Podobnie rzecz się ma z tym jej zakresem, który zwrócony jest przeciwko rozstrzygnięciu o karze (zarzut z pkt III apelacji).

Nie każda różnica w ocenie wymiaru kary może uzasadniać postawienie skutecznego zarzutu jej rażącej niewspółmierności. Kara tylko wtedy może być uznana za rażąco surową, kiedy, w kontekście wszystkich okoliczności odnoszących się do czynu i osoby sprawcy, nie można jej zaakceptować. Tymczasem ta wymierzona M. P. jawi się jako celowa i adekwatna.

Oskarżony zaatakował pokrzywdzonego bez racjonalnego powodu, nie będąc przez niego uprzednio sprowokowanym, nie pozostając z nim w jakimkolwiek konflikcie. Działał z zaskoczenia, wykorzystał swą przewagę wiekową, zadał cierpienia fizyczne mimo, że pokrzywdzony nawet nie zdążył podjąć jakiejkolwiek próby obrony czy odwetu, wyprowadzając tak niebezpieczny cios w głowę nie pozostawił mu szans na zachowanie życia. Owa brutalność działania, towarzysząca jej nietrzeźwość dowodzi istnienia u oskarżonego pogardy dla cudzego zdrowia i życia, najważniejszych dla każdego człowieka wartości. Uprzednia karalność, najtragiczniejszy z możliwych skutek pozwalają więc na konstatację, że kara 15 lat pozbawienia wolności jest karą surową ale w tych okolicznościach nie w stopniu niewspółmiernym.

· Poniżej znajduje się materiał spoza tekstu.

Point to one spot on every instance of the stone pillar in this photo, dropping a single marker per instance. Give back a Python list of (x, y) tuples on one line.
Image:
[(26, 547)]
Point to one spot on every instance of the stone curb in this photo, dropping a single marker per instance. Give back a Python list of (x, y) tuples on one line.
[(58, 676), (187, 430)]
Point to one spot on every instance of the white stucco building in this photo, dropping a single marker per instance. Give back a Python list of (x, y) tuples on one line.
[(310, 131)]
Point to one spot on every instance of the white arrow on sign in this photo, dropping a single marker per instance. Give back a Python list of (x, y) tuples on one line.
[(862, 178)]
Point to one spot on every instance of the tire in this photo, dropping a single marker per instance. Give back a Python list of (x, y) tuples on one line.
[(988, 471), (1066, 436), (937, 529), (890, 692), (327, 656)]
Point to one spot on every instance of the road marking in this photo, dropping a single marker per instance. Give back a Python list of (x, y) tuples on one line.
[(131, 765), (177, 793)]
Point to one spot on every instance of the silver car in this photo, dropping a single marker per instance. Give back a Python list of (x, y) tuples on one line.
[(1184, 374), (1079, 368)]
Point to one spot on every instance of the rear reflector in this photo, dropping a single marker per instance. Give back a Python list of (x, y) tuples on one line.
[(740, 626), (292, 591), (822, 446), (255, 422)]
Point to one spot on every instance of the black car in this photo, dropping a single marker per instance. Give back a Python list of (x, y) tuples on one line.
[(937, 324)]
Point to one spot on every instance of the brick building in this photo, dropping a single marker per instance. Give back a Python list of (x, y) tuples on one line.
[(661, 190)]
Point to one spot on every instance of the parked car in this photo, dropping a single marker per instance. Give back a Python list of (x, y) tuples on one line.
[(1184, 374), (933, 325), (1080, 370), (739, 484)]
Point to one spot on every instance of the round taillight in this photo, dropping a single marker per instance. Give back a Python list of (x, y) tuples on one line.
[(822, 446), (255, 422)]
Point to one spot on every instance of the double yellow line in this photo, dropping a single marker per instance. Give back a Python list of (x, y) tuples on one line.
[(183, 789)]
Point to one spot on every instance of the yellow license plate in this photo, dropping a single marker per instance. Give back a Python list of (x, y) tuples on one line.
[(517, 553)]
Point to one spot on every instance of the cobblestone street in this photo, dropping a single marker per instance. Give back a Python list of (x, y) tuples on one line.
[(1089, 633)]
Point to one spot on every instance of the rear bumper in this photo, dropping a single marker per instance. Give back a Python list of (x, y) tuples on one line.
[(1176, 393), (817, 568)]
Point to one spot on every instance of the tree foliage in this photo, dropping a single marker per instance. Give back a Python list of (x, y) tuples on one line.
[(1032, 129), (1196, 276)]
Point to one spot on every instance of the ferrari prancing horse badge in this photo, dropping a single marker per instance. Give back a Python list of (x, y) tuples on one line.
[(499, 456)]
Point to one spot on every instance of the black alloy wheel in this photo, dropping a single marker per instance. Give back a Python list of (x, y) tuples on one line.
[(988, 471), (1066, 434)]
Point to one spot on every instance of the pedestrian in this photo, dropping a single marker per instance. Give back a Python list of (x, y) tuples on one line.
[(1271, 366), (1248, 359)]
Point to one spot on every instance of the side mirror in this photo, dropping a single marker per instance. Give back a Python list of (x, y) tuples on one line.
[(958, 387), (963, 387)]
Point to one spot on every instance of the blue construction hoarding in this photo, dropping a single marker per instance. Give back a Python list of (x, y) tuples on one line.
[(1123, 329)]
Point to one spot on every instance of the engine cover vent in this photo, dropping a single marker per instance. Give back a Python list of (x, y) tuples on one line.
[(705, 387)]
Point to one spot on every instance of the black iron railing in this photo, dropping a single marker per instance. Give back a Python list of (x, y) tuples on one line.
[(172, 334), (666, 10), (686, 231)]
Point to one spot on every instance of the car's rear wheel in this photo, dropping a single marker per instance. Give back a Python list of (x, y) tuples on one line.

Faktem jest, że M. P. ostatecznie negatywnie ocenił swoje zachowanie, ale to za mało by móc ingerować w rozmiar orzeczonej wobec niego kary pozbawienia wolności, albowiem ta okoliczność nie jest w stanie w istotny sposób zniweczyć tych podniesionych wcześniej, które przemawiają zdecydowanie na jego niekorzyść i które pozwalają podzielić wniosek Sądu I instancji o istotnej demoralizacji tego sprawcy. Dlatego też kara pozbawienia wolności musi być długoterminowa by ta wyrażona przez oskarżonego dezaprobata dla własnego zachowania utrwaliła się w jego świadomości i postawie. Jego kolejne wejście w konflikt z prawem dowodzi jego niepoprawności, nieskuteczności dotychczas stosowanych środków penalnych. W tych warunkach sięgnięcie przez Sąd Okręgowy po karę 15 lat pozbawienia wolności zasługuje na aprobatę.

Te racje wespół z aprobatą dla dokonanej przez Sąd i instancji oceny zebranych w sprawie dowodów, racjonalności wyprowadzonych wniosków z tych uznanych za wiarygodne, prawidłowej oceny prawnej zachowania oskarżonego, zadecydowały o uznaniu wywiedzionej w sprawie apelacji za bezzasadną w stopniu oczywistym.

W tym stanie rzeczy, nie znajdując podstaw do uwzględnienia apelacji, jak również wobec braku uchybień z art. 439 i 440 kpk, zaskarżony wyrok należało utrzymać w mocy.

Z tych wszystkich względów Sąd Apelacyjny w Lublinie orzekł, jak w wyroku.